Ever wonder if you can go horseback riding in a national park? You can! Here’s a list of the top 10 U.S. national parks for equestrians.
Each national park in the United States is unique. Though access is controlled to preserve their beauty, most permit horses and horseback riding. Ready to enjoy some of these stunning parks on horseback? We’ve prepared a list of the top 10 national parks to visit with your equine companion.
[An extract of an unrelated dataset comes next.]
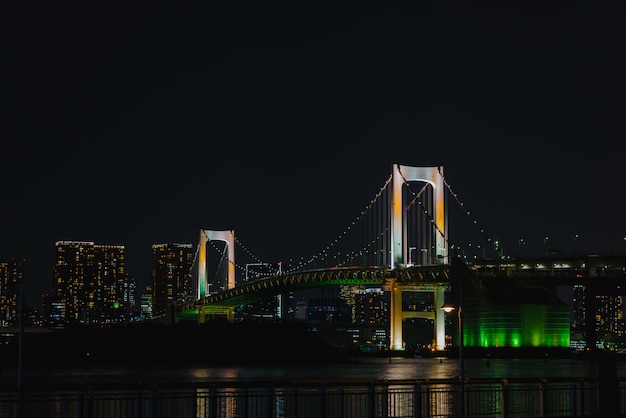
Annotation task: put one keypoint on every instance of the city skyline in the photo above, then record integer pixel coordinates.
(145, 125)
1. Lassen Volcanic National Park
Located in northeast California, this park is dominated by Lassen Peak, named after a Danish blacksmith who guided settlers through the region. The last volcanic activity here was in the early 1900s when lava and ash were released to create a new crater, and have made this volcanic area beautiful to explore. You should head to this park if you’re interested in hydrothermal features like boiling pools, steam and volcanic gas vents, geysers and more. There are more than 100 miles of trails that are open to horseback riding, and horse camping facilities are an option here as well.
2. Yosemite National Park
In central California, this park is very well-known for its immense wilderness areas, beautiful waterfalls, meadows, and sequoias. Here you can see landscapes carved out by glaciers like granite domes, sharp peaks, and canyons. This 1,200 square mile park is more than 95% designated wilderness and there are many trails to choose from depending on what interests you most – stunning valley views, giant sequoia trees, and more. There are overnight boarding facilities and campsites available year round for equestrians.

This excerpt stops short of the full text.